QUADRAGÉSIMA SÉTIMA

Naveguei por mares

jamais salpicados em mim.

O mastro do barco,

garboso e elegante,

vestiu-se de velas e batas,

engravidou com o vento

e navegou nas brisas prenhas.

Calmaria é arte do porto, do parto

quando a esperança brinca de nascer

sorrindo para a vida e para a correnteza

catando colares, perfumes e panos-da-costa.

Na decima segunda onda,

saltando moleque com meio metro

acima das águas, aprendi a abrir rolhas

das garrafas meladas de sal, areia e poesia.

As minhas pernas eram ágeis,

corriam pela horta, chutavam bola

sem se acostumarem com o Vulcabrás

adotado pelos pés para andar na Escola.

Na décima terceira onda,

atracado numa baía bem mansa,

descobri dois montes, chamei-os seios,

beijei o colo da lua, tomei água de chuva.

Na décima quinta onda,

a estrela da saudade mais febril,

de braços ressecados ponta a ponta,

morreu na praia de maré baixa e insolação.

Na décima oitava onda,

a língua reconheceu o sal do sal,

o mistério, a carne do coco verde provada

no alvor da lua subindo e descendo aos céus.

No vigésima primeira onda,

os braços afoitos catavam peixes,

o milagre das águas, a força do Verbo:

pés e jangadas pisando sobre as águas.

Na vigésima terceira onda,

a bruma alva tingiu-se lacre,

a vela branca deu asas ao pôr-do-sol

e pesquei, em solidão, alguns vermelhos.

Hoje, na quadragésima sétima onda,

sempre ao sobressalto da próxima que virá,

continuo confiando no braço direito do meu Pai.

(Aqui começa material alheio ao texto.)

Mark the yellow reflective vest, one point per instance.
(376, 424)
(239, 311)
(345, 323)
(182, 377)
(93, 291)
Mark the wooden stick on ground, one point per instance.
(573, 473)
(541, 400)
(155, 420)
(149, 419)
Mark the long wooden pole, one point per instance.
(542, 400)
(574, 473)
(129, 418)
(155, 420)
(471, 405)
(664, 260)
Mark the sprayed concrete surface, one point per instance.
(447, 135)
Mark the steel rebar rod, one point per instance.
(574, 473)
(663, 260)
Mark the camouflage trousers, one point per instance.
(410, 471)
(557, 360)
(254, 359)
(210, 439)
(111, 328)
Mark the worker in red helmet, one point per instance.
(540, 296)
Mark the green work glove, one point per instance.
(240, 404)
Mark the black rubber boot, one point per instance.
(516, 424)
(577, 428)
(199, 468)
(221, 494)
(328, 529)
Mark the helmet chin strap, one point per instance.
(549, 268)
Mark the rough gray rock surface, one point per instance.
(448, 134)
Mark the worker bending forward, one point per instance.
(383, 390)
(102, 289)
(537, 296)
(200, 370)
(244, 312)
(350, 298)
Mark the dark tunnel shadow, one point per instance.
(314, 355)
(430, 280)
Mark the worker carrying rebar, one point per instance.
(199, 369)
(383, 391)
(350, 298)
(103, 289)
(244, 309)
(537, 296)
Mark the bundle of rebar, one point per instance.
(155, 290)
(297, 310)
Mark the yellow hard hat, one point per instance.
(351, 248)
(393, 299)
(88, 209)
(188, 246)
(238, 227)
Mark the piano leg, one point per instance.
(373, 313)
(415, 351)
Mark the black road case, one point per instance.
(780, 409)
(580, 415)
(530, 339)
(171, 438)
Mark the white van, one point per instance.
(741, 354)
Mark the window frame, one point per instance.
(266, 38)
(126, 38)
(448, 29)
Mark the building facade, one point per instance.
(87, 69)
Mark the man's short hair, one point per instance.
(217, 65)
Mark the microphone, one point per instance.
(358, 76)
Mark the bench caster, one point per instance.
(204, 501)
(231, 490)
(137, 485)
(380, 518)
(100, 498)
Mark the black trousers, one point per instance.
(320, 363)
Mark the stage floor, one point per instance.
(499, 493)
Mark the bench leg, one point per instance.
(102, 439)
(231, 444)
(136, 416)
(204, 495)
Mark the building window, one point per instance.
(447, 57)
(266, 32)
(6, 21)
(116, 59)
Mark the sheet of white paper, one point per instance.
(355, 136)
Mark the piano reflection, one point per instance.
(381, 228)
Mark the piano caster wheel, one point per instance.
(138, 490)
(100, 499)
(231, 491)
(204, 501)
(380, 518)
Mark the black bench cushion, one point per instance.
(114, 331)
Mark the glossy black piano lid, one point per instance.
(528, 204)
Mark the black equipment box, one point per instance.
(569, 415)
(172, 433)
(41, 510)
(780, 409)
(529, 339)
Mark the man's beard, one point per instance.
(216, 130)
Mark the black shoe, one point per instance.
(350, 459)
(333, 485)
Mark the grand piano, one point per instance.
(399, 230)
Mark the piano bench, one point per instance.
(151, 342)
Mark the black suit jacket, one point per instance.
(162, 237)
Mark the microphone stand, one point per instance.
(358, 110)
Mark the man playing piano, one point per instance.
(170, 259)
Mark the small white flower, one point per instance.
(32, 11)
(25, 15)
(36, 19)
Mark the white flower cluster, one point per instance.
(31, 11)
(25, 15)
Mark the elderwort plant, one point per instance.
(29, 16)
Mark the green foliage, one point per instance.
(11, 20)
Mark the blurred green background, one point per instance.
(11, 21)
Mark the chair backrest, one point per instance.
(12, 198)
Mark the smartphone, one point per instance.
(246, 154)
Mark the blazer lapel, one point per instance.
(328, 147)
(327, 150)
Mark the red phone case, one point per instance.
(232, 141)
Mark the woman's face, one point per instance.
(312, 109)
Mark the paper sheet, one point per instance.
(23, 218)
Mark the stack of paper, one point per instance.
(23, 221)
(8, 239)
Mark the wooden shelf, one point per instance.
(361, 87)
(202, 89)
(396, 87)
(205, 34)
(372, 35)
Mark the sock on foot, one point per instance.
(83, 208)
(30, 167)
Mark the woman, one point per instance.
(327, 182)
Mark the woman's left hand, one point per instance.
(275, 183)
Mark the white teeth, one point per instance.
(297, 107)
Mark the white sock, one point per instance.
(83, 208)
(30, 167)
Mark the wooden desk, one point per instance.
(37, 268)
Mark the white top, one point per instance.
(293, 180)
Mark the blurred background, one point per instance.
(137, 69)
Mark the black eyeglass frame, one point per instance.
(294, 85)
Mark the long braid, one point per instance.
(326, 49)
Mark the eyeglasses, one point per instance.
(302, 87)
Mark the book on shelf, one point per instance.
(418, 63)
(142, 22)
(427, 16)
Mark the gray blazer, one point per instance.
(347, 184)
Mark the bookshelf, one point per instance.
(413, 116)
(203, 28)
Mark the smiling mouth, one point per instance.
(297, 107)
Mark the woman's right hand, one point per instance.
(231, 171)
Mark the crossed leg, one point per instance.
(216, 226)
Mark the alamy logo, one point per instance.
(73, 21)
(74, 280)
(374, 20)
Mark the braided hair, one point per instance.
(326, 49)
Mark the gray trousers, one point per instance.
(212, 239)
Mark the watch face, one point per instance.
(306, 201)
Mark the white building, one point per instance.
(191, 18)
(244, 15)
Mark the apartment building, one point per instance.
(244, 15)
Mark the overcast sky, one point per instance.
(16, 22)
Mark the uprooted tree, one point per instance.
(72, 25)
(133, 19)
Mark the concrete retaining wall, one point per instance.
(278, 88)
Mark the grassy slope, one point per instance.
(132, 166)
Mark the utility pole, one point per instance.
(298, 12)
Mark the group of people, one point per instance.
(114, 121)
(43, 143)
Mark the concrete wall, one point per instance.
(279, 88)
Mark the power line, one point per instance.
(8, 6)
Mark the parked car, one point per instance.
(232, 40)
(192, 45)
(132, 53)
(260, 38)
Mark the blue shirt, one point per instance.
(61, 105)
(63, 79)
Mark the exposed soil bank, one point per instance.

Hoje, na quadragésima sétima onda,

na paz daquela que lavará o olho-gordo,

mandarei fazer um padê em oferenda aos ateus

Hoje, na quadragésima sétima onda,

não pensaria que sobrevivesse fora do Aquário

nem imaginei estar mergulhado em ondas de amor.

Hoje, na quadragésima sétima onda,

no findo ciclo da língua de fogo, do aguardente,

jamais pensei que os mares fossem beber por mim.

E, lá nas ondas que arrebentarão no infinito,

hei de ver meus pés no equilíbrio de jangada

hei de ver os lemes do saveiro a favor do vento

hei de ver a silhueta sensual dessa cidade

que se afasta de mim sumindo e sorrindo

na doce onda do mar amado e cansado.